Hermann Alfred Freiherr (Baron) von Gutschmid (1 July 1835 – 2 March 1887), German historian and Orientalist, was born at Loschwitz near Dresden.

He devoted himself to the study of Eastern language and history in its pre-Greek and Hellenistic periods, contributed largely to the literature of the subject.
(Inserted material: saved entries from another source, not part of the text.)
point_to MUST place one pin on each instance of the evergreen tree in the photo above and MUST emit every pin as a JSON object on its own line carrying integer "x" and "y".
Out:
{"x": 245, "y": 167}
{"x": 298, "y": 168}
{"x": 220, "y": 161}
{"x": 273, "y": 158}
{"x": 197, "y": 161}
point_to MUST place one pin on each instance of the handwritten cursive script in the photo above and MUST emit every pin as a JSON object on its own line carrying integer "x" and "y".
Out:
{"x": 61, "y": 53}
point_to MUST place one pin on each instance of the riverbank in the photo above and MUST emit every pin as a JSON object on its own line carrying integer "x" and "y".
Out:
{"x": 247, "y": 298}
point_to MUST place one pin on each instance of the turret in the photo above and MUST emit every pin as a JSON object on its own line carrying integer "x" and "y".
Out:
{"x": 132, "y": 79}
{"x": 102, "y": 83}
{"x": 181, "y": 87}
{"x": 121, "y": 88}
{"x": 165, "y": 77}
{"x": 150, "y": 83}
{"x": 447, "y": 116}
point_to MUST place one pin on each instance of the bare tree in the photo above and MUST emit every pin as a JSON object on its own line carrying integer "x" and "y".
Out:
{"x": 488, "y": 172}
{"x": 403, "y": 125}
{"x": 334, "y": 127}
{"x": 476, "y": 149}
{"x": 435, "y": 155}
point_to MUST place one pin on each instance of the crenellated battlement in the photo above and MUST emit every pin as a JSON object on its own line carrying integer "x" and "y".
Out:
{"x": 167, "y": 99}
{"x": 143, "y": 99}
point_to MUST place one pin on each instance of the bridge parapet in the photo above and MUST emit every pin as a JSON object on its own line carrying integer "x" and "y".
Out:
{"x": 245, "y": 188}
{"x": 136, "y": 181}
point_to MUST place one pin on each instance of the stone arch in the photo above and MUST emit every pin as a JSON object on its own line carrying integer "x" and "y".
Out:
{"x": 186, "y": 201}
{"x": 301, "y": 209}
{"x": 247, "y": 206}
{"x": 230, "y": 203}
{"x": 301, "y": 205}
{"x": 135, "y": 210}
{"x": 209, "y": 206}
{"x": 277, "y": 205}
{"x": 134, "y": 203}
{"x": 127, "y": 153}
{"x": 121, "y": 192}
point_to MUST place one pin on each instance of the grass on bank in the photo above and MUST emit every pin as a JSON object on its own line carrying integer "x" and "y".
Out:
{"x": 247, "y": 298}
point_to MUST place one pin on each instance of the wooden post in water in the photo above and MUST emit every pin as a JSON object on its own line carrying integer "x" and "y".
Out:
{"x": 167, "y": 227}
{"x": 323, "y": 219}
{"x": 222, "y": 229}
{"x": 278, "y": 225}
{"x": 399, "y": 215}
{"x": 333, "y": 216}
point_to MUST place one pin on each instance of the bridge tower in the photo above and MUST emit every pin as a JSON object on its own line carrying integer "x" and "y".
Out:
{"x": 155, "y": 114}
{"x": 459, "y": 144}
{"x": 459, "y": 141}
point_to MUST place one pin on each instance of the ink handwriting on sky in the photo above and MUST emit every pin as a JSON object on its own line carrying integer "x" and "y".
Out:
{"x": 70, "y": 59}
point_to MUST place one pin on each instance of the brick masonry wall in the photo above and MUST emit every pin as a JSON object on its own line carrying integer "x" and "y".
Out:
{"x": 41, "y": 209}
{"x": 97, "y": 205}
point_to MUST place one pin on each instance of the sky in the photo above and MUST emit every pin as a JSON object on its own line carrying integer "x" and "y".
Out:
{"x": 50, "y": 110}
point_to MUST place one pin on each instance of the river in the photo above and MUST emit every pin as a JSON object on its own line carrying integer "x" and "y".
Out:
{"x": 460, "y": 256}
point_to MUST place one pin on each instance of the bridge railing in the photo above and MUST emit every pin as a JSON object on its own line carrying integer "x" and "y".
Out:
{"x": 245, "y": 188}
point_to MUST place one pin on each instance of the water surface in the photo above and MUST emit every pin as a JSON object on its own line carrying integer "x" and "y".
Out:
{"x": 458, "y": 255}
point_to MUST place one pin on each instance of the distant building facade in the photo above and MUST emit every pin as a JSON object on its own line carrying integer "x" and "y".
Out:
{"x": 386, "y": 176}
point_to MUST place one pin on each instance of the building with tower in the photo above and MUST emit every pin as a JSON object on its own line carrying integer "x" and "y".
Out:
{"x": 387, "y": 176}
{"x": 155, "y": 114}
After holding chairs at Kiel (1866), Königsberg (1873), and Jena (1876), he was finally appointed professor of history at Tübingen, where he remained until his death in that city.

== Works ==

- Über die Fragmente des Pompeius Trogus (supplementary volume of Jahrbücher für classische Philologie, 1857).
- Die makedonische Anagraphe (1864).
- Beiträge zur Geschichte des alten Orients (Leipzig, 1858).
- Neue Beiträge zur Geschichte des alten Orients., vol. i., Die Assyriologie in Deutschland (Leipzig, 1876).
- Die Glaubwürdigkeit der armenischen Geschichte des Moses von Khoren (1877).
- Untersuchungen über die syrische Epitome des eusebischen Canones (1886).
- Untersuchungen über die Geschichte des Königreichs Osraëne (1887).
- Geschichte Irans und seiner Nachbarländer von Alexander dem Großen bis zum Untergang der Arsaciden (History of Iran and its neighboring countries of Alexander the Great to the fall of the Arsacidae); published posthumously by Theodor Nöldeke (1888).

He wrote on Persia and Phoenicia in the 9th edition of the Encyclopædia Britannica. A collection of minor works entitled Kleine Schriften was published by Franz Rühl at Leipzig (1889–1894, 5 vols.), with complete list of his writings. See article by Rühl in Allgemeine deutsche Biographie, xlix. (1904).